Living with Type 1 Diabetes
Dr. William Russell, Vanderbilt’s Director of the Division of Pediatric Endocrinology and Diabetes, joins Stacey Bonner, Family Services Coordinator, to speak on Type 1 Diabetes.
View Vanderbilt Children’s Diabetes Program for resources and services
Learn about Type 1 Diabetes TrialNet at Vanderbilt
Stacey Bonner: Welcome to this edition of the Vanderbilt University Health and Wellness Wellcast. I am Stacey Bonner with the Child and Family Center. The most common type of diabetes in children is type 1 diabetes. Dr. William Russell, director of the Division of Pediatric Endocrinology and Diabetes, has joined me to discuss what type 1 diabetes is and how to manage type 1 diabetes. Welcome Dr. Russell.
Dr. William Russell: Thank you very much. Happy to join you.
Stacey Bonner: Dr. Russell, what is type 1 diabetes?
Dr. William Russell: Well, type 1 diabetes is a disease of abnormally high blood glucose levels or blood sugar levels, and its origin though is in the immune system. Type 1 diabetes occurs when a patient’s own immune system begins to attack the cells in the pancreas. They are called beta cells that make insulin, and so with increasing levels of destruction of the beta cells by the immune system, the ability of the patient to make insulin begins to go down and eventually blood glucose levels become abnormally high. It is very different from type 2 diabetes which we also see in children although too much lesser extent. Type 2 diabetes is a disease of high blood sugars, but they result from usually a resistance of the body to the insulin that the patient is making. The insulin signal just does not work very well in the cells, and the blood sugar level is high. The major difference in the treatment is that in type 1 diabetes, there is only one treatment, and that is to replace the insulin that the patient is not making with shots or insulin pumps. In type 2 diabetes, you can often get pretty good control of blood glucose with pills, with other things which you can take by mouth that are not insulin but actually either cause the pancreas to produce even more insulin or sensitize the body cells to the insulin that the patient is making.

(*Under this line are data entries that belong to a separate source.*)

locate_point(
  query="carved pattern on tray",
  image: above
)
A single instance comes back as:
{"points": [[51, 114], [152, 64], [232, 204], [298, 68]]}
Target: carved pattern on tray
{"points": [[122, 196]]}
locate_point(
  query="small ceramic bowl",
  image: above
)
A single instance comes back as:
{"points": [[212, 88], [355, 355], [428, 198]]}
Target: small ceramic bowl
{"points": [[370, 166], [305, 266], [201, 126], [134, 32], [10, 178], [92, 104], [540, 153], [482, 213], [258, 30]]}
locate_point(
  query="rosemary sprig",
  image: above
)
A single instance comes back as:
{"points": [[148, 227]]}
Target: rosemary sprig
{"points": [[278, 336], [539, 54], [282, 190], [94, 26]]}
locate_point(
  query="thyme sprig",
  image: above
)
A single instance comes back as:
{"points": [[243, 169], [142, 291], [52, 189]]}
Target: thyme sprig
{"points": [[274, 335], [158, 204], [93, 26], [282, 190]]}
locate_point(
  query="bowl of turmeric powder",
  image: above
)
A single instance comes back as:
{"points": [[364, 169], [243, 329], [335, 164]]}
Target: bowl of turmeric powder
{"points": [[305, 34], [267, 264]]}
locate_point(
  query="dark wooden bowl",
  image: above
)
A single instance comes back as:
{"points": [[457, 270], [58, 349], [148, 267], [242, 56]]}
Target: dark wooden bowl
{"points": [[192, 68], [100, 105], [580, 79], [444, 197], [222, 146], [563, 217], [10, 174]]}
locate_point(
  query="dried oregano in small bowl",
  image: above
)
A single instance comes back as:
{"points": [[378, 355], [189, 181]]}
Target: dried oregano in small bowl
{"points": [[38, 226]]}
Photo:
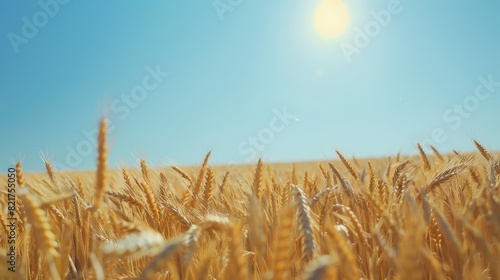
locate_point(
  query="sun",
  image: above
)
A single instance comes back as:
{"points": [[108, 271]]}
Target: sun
{"points": [[331, 18]]}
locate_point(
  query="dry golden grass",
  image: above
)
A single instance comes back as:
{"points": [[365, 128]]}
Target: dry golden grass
{"points": [[425, 217]]}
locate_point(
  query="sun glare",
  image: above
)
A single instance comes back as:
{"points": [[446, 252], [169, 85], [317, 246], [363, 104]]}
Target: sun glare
{"points": [[331, 18]]}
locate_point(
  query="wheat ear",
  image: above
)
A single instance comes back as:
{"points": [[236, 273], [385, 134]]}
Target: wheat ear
{"points": [[101, 176]]}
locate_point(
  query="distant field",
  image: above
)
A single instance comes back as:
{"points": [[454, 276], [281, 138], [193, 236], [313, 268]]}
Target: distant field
{"points": [[428, 217]]}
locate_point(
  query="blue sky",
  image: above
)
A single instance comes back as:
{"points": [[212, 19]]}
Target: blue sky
{"points": [[252, 80]]}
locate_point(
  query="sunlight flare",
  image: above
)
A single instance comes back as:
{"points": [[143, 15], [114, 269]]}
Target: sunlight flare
{"points": [[331, 18]]}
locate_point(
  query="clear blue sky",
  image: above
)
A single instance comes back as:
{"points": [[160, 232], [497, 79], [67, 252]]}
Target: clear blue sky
{"points": [[229, 73]]}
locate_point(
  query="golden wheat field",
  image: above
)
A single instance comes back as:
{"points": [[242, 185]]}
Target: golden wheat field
{"points": [[432, 216]]}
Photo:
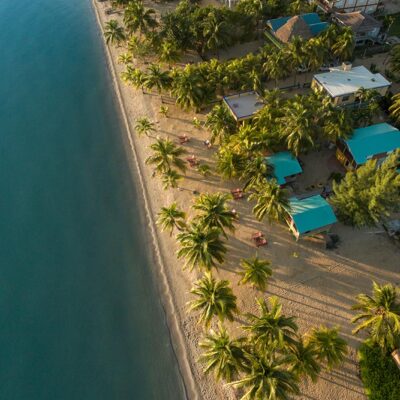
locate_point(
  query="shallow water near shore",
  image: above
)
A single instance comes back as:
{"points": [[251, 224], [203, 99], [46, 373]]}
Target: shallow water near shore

Stacey Bonner: Who is usually diagnosed with type 1 diabetes?
Dr. William Russell: Well, as you can surmise from its old name of juvenile diabetes, type 1 diabetes is diagnosed predominantly in young people. The peak age group is roughly 10 to 15 years of age. That is the peak incidence, but we see it as young as 9 months of age, and we see it in people well into their 40s and even 50s. The way we confirm the diagnosis of type 1 diabetes or distinguish it from type 2 is that in type 1 diabetes because of this immune system problem, you can detect antibodies in the blood that are quite characteristic of this autoimmune attack on the pancreas, so even adults who develop diabetes if they are screened with antibodies, we can segregate out those few who actually have autoimmune diabetes or type 1 diabetes. One thing that is important to know–there is a lot of concern about the increasing incidence of type 2 diabetes in children. As children become more inactive and obese, we see a lot more type 2 diabetes in children, and it is highly variable around the country as to what proportions of type 2 and type 1 people see.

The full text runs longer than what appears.